Tata style

Publié le par GameTheory



   
    Au début, il faisait un peu rigoler tout le monde, l’ami Rajan Tata. Une bonne bouille d’Indien sympa, un nom rigolo pour un groupe dont on cernait pas vraiment le métier, entre les télécoms, l’acier (Tata Steel), le textile, l’automobile (Tata Motors), l’hôtellerie, l’informatique, et même le thé, Tata ayant racheté la marque Tetley en 2000. Tata était un groupe indien, dirigé par un Indien, avait un chiffre d’affaires libellé en roupies. Ça suffisait à le disqualifier de la compétition internationale dans l’esprit des grosses têtes occidentales.

    Erreur. Grave erreur. Après avoir donné des sueurs froides aux constructeurs automobiles occidentaux en présentant au salon de Détroit la voiture la moins chère du monde, la Tata Nano (2500 dollars, soit1700 euros), le groupe indien vient d’annoncer aujourd’hui l’acquisition de deux marques britanniques mythiques, Jaguar et Land Rover, rachetées à l’Américain Ford pour 2,3 milliards de dollars. Lequel Ford fait une moins-value de 3 milliards d’euros. Et comme Indien vaut mieux que deux tu l’auras, le constructeur américain consent en plus 600 millions de dollars pour assurer les retraites des salariés des deux groupes.

    Là, ça ne rigole plus. Tata met la main sur deux marques emblématiques, laissées en jachère par un Ford en pleine déconfiture, sur un créneau haut de gamme dont il était complètement absent. Une, Land Rover, sur le marché ultra-rentable des 4X4 et autres cross-over. L’autre, Jaguar, marque mythique de voitures sportives, présente en Formule 1 il n’y a pas si longtemps avant que l’écurie ne soit revendue à la marque de boissons énergétiques Red Bull. Tata a même récemment laissé filtrer son intention de prendre une participation dans Ferrari, au cas où Fiat en ouvre le capital, avant de démentir vigoureusement.

    Les emplettes en terre européenne, Tata connaît. Un jour de 2006, le groupe indien avait racheté le sidérurgiste britannique Corus aux enchères. Tranquille, sans drame, contre un joli chèque de 10 milliards d’euros.

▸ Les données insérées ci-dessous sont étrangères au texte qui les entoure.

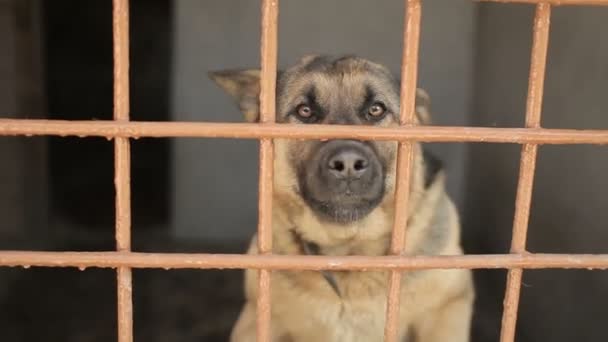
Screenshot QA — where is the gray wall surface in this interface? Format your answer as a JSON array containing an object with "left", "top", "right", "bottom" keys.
[
  {"left": 465, "top": 4, "right": 608, "bottom": 341},
  {"left": 171, "top": 0, "right": 476, "bottom": 242}
]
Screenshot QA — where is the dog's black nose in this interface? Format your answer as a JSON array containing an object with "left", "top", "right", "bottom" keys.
[
  {"left": 301, "top": 139, "right": 384, "bottom": 223},
  {"left": 327, "top": 148, "right": 370, "bottom": 179}
]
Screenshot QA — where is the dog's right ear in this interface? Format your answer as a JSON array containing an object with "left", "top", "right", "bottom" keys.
[{"left": 208, "top": 69, "right": 261, "bottom": 123}]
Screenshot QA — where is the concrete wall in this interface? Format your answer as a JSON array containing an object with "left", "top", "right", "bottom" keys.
[
  {"left": 170, "top": 0, "right": 476, "bottom": 242},
  {"left": 465, "top": 4, "right": 608, "bottom": 341}
]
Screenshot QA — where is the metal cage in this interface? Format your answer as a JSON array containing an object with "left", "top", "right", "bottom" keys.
[{"left": 1, "top": 0, "right": 608, "bottom": 341}]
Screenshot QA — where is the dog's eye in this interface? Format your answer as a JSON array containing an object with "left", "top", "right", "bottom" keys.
[
  {"left": 296, "top": 104, "right": 314, "bottom": 119},
  {"left": 367, "top": 102, "right": 386, "bottom": 119}
]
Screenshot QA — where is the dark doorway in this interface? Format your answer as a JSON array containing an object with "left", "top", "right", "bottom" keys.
[{"left": 43, "top": 0, "right": 172, "bottom": 228}]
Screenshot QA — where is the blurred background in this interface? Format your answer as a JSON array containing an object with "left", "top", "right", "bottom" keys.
[{"left": 1, "top": 0, "right": 607, "bottom": 341}]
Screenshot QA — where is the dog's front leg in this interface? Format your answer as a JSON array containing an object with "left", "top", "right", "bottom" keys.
[{"left": 411, "top": 287, "right": 474, "bottom": 342}]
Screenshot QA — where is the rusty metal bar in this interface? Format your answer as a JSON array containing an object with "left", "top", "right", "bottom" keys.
[
  {"left": 2, "top": 251, "right": 608, "bottom": 270},
  {"left": 2, "top": 119, "right": 608, "bottom": 144},
  {"left": 257, "top": 1, "right": 279, "bottom": 341},
  {"left": 500, "top": 4, "right": 551, "bottom": 342},
  {"left": 113, "top": 1, "right": 133, "bottom": 341},
  {"left": 478, "top": 0, "right": 608, "bottom": 5},
  {"left": 384, "top": 0, "right": 421, "bottom": 341}
]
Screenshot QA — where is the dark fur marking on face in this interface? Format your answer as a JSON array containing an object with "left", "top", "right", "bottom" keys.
[
  {"left": 291, "top": 86, "right": 326, "bottom": 123},
  {"left": 358, "top": 85, "right": 376, "bottom": 119},
  {"left": 357, "top": 85, "right": 392, "bottom": 123}
]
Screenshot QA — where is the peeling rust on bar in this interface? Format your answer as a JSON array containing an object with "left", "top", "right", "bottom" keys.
[
  {"left": 2, "top": 119, "right": 608, "bottom": 144},
  {"left": 384, "top": 0, "right": 422, "bottom": 341},
  {"left": 113, "top": 1, "right": 133, "bottom": 341},
  {"left": 257, "top": 1, "right": 279, "bottom": 341},
  {"left": 1, "top": 251, "right": 608, "bottom": 270},
  {"left": 500, "top": 4, "right": 551, "bottom": 342}
]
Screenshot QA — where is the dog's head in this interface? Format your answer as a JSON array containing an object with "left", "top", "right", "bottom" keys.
[{"left": 210, "top": 55, "right": 434, "bottom": 229}]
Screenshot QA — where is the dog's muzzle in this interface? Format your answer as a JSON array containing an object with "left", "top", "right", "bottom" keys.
[{"left": 300, "top": 140, "right": 385, "bottom": 224}]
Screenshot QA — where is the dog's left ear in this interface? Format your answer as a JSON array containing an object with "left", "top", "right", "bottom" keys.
[{"left": 208, "top": 69, "right": 262, "bottom": 122}]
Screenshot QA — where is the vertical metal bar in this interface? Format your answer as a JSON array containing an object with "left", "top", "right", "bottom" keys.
[
  {"left": 500, "top": 3, "right": 551, "bottom": 342},
  {"left": 113, "top": 0, "right": 133, "bottom": 341},
  {"left": 384, "top": 1, "right": 422, "bottom": 341},
  {"left": 257, "top": 0, "right": 279, "bottom": 341}
]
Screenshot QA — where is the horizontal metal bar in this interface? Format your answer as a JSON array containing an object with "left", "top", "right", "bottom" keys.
[
  {"left": 1, "top": 119, "right": 608, "bottom": 144},
  {"left": 1, "top": 251, "right": 608, "bottom": 270},
  {"left": 477, "top": 0, "right": 608, "bottom": 5}
]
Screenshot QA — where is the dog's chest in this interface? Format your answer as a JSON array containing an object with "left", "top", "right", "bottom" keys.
[
  {"left": 273, "top": 271, "right": 401, "bottom": 342},
  {"left": 329, "top": 298, "right": 389, "bottom": 342}
]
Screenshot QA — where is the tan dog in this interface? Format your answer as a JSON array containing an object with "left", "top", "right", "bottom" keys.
[{"left": 210, "top": 55, "right": 474, "bottom": 342}]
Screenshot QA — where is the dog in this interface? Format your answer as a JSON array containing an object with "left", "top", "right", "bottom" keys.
[{"left": 209, "top": 55, "right": 474, "bottom": 342}]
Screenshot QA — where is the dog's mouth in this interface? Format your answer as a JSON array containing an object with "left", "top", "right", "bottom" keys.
[
  {"left": 298, "top": 140, "right": 386, "bottom": 224},
  {"left": 301, "top": 193, "right": 384, "bottom": 224}
]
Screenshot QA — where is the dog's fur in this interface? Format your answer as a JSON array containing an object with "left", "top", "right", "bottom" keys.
[{"left": 210, "top": 55, "right": 474, "bottom": 342}]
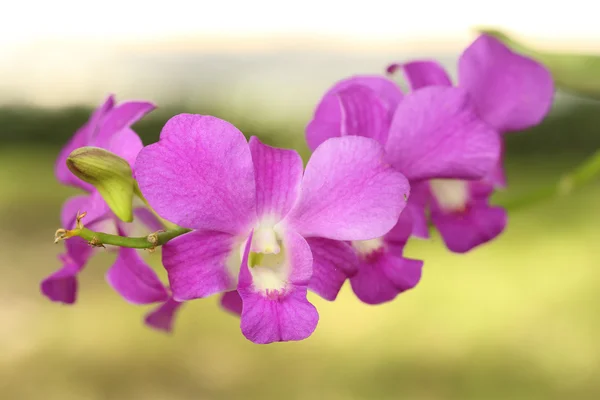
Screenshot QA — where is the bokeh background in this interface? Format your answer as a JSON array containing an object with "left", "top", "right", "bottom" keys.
[{"left": 2, "top": 2, "right": 600, "bottom": 399}]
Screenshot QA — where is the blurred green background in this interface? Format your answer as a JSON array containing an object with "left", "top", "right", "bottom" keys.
[{"left": 2, "top": 41, "right": 600, "bottom": 399}]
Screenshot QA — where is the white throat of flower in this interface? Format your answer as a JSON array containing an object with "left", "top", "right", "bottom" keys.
[
  {"left": 352, "top": 237, "right": 384, "bottom": 258},
  {"left": 248, "top": 223, "right": 290, "bottom": 296},
  {"left": 429, "top": 179, "right": 469, "bottom": 212}
]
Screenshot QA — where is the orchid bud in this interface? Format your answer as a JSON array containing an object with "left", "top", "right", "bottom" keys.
[{"left": 66, "top": 146, "right": 135, "bottom": 222}]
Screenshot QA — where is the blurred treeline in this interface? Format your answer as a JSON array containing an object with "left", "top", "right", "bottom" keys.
[{"left": 2, "top": 95, "right": 600, "bottom": 162}]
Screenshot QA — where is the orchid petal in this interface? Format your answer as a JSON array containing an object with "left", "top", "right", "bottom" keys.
[
  {"left": 284, "top": 136, "right": 409, "bottom": 241},
  {"left": 106, "top": 247, "right": 169, "bottom": 305},
  {"left": 104, "top": 128, "right": 144, "bottom": 168},
  {"left": 135, "top": 114, "right": 257, "bottom": 234},
  {"left": 306, "top": 93, "right": 343, "bottom": 151},
  {"left": 401, "top": 60, "right": 453, "bottom": 89},
  {"left": 306, "top": 238, "right": 358, "bottom": 301},
  {"left": 60, "top": 192, "right": 110, "bottom": 230},
  {"left": 403, "top": 182, "right": 431, "bottom": 239},
  {"left": 94, "top": 101, "right": 155, "bottom": 146},
  {"left": 459, "top": 34, "right": 554, "bottom": 133},
  {"left": 336, "top": 85, "right": 391, "bottom": 145},
  {"left": 85, "top": 95, "right": 116, "bottom": 142},
  {"left": 55, "top": 96, "right": 114, "bottom": 190},
  {"left": 238, "top": 230, "right": 318, "bottom": 344},
  {"left": 220, "top": 290, "right": 243, "bottom": 316},
  {"left": 332, "top": 76, "right": 403, "bottom": 115},
  {"left": 385, "top": 86, "right": 501, "bottom": 181},
  {"left": 144, "top": 298, "right": 183, "bottom": 333},
  {"left": 133, "top": 207, "right": 164, "bottom": 232},
  {"left": 306, "top": 75, "right": 402, "bottom": 149},
  {"left": 41, "top": 253, "right": 86, "bottom": 304},
  {"left": 162, "top": 230, "right": 239, "bottom": 300},
  {"left": 430, "top": 182, "right": 507, "bottom": 253},
  {"left": 350, "top": 253, "right": 423, "bottom": 305},
  {"left": 249, "top": 137, "right": 303, "bottom": 221}
]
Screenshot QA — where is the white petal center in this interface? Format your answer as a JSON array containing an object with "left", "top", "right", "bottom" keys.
[
  {"left": 352, "top": 237, "right": 384, "bottom": 257},
  {"left": 429, "top": 179, "right": 469, "bottom": 212},
  {"left": 249, "top": 222, "right": 290, "bottom": 294}
]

L’affaire avait fait bien moins de bruit que l’OPA-bouffe de Mittal sur Arcelor, mais elle avait mis en lumière la puissance de feu de Tata, conglomérat gigantesque d’une centaine de sociétés, 30 milliards de dollars de chiffre d’affaires et 290 000 salariés.

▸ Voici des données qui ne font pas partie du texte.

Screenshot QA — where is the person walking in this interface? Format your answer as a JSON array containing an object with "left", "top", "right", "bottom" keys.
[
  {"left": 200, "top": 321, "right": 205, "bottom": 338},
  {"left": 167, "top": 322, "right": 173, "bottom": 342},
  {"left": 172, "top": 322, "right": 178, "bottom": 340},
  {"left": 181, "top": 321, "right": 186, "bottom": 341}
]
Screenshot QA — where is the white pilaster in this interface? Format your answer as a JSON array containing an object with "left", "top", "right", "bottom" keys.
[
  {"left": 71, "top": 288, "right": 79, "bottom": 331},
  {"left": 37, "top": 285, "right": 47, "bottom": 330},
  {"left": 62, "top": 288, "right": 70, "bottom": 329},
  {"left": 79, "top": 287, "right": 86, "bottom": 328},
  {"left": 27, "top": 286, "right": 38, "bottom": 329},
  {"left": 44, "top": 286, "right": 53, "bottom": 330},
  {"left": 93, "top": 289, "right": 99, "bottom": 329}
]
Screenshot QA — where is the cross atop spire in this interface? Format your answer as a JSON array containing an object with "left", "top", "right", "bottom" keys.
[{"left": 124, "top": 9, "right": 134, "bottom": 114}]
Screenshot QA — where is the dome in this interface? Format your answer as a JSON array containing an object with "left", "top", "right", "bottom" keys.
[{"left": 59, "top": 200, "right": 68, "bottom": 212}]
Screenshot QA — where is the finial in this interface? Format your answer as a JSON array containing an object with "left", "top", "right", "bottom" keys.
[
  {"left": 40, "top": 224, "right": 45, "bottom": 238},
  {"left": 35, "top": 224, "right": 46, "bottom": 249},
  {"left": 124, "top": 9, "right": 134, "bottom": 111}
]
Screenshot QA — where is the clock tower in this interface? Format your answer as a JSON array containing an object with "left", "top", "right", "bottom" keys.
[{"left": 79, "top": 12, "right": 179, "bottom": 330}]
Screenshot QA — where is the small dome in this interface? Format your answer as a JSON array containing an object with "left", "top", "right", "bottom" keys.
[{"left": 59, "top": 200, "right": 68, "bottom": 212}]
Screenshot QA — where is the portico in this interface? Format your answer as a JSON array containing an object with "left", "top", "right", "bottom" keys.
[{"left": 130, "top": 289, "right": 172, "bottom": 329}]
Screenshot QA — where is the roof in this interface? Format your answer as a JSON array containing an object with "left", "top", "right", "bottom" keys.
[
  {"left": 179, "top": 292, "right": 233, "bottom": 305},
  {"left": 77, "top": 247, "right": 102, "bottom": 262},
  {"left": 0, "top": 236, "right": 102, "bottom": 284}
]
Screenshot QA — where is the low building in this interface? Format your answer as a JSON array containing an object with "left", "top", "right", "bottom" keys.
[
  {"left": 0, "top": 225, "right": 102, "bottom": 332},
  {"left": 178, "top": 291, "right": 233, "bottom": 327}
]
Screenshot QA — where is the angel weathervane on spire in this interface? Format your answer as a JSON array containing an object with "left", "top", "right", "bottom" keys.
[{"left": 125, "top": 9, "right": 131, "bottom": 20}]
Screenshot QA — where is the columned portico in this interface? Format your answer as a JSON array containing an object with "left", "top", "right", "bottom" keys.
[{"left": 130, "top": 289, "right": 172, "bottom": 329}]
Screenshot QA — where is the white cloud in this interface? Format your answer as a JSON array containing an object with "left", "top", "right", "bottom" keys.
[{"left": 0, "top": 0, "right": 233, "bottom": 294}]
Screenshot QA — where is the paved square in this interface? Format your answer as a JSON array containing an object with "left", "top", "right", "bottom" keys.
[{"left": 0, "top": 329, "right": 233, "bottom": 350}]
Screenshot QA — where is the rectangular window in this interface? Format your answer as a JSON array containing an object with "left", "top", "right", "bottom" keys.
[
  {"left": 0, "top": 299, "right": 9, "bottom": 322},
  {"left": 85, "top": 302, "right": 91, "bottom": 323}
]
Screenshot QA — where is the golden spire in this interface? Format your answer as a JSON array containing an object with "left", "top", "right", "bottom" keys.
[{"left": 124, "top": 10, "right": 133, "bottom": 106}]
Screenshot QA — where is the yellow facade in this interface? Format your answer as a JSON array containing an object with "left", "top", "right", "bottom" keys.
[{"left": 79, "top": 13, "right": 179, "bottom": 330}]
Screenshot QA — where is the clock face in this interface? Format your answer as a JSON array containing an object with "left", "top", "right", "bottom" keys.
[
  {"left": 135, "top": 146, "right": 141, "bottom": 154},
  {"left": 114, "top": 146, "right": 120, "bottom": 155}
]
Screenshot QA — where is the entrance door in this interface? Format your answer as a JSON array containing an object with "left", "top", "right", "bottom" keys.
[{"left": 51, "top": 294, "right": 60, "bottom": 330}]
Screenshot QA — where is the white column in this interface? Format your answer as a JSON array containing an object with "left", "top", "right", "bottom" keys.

    La leçon de ces rachats successifs, c’est qu’on aurait tort de penser que les groupes des pays émergents vont se contenter indéfiniment du bas de gamme, du low-cost, de la sous-traitance. Dans la corbeille de mariée de Jaguar et Land Rover, Tata hérite de technologies de pointe (les deux marques dépensaient 600 millions de dollars par an en R&D, le double de Tata Motors) qui lui seront essentielles dans sa conquête des marchés européen et américain.

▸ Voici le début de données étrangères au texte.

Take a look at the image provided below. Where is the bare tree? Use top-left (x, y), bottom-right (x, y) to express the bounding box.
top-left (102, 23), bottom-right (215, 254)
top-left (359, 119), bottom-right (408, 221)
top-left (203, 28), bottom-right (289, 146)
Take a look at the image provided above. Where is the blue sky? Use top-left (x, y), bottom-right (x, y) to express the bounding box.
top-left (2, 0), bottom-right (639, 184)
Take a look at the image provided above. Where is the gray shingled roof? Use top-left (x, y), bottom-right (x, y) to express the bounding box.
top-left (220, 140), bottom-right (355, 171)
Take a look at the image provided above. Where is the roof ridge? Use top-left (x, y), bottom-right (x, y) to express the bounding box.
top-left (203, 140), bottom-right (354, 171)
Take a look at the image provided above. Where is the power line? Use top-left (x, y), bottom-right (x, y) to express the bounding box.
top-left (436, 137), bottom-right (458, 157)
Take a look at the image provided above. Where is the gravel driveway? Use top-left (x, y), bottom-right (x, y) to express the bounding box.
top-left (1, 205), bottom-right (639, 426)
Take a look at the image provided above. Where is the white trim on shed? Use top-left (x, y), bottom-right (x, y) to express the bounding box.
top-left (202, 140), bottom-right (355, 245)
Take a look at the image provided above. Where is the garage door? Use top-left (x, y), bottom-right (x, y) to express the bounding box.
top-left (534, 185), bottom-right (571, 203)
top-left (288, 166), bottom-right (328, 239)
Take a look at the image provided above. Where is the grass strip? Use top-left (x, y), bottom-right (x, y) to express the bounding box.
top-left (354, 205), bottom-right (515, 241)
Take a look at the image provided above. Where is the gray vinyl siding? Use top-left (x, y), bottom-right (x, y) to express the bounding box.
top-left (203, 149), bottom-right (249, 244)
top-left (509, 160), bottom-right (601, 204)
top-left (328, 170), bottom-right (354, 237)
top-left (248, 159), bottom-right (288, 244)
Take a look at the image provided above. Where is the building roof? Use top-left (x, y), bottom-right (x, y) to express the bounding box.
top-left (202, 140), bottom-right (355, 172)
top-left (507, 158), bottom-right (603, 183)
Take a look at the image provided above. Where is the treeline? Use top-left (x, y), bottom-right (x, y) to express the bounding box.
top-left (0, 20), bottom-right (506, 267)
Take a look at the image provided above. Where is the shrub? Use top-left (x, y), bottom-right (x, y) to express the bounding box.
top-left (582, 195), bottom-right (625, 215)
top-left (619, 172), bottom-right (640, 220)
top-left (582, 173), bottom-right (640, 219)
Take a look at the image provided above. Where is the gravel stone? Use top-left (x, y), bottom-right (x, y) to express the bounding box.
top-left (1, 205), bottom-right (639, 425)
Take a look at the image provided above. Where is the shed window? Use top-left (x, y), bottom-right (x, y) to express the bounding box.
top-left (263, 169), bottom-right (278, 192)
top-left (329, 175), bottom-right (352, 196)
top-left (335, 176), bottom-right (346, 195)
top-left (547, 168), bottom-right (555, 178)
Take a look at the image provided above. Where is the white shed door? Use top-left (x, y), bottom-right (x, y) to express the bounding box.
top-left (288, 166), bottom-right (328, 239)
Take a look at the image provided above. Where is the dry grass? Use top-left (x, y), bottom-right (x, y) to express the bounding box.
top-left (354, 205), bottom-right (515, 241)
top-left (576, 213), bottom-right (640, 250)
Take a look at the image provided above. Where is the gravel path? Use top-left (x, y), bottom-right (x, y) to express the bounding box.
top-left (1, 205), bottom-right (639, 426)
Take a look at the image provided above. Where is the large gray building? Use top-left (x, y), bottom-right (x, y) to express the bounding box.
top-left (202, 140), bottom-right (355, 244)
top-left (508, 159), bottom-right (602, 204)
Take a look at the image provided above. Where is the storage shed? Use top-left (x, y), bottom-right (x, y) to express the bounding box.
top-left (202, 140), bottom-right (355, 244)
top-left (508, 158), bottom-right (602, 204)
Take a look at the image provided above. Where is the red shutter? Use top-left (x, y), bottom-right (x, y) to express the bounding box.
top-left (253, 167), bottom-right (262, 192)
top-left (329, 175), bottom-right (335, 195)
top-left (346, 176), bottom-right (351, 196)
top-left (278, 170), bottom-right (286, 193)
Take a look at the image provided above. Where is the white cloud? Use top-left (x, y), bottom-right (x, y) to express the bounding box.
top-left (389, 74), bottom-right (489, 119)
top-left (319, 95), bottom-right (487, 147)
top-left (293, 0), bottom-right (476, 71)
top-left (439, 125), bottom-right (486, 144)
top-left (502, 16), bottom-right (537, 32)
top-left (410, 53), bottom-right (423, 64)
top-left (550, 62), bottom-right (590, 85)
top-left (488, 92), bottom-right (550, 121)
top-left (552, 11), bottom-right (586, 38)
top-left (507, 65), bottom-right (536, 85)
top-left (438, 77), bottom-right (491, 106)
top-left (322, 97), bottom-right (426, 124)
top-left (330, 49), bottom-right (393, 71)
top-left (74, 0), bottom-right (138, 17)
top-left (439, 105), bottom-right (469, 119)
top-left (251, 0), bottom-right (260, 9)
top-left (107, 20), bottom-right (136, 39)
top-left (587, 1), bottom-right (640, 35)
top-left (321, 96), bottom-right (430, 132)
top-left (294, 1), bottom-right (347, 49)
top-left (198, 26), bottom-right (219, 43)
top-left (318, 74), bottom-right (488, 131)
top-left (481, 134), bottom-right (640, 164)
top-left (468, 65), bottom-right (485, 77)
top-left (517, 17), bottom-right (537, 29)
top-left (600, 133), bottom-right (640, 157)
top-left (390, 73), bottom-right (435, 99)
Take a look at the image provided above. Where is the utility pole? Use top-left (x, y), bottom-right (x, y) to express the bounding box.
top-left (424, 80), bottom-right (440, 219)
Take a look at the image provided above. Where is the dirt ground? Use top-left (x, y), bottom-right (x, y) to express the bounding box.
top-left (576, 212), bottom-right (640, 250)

    Petit-fils du fondateur du groupe, Rajan Tata, 70 ans, apporte ainsi une sacrée pierre à l’édifice fondé par son arrière-grand-père, créateur de la première aciérie du pays, et complétée par son grand-père, qui a lancé la première compagnie aérienne indienne, aujourd’hui Air India. Avec, en y regardant de près, comme un petit goût de revanche envers le colonisateur britannique.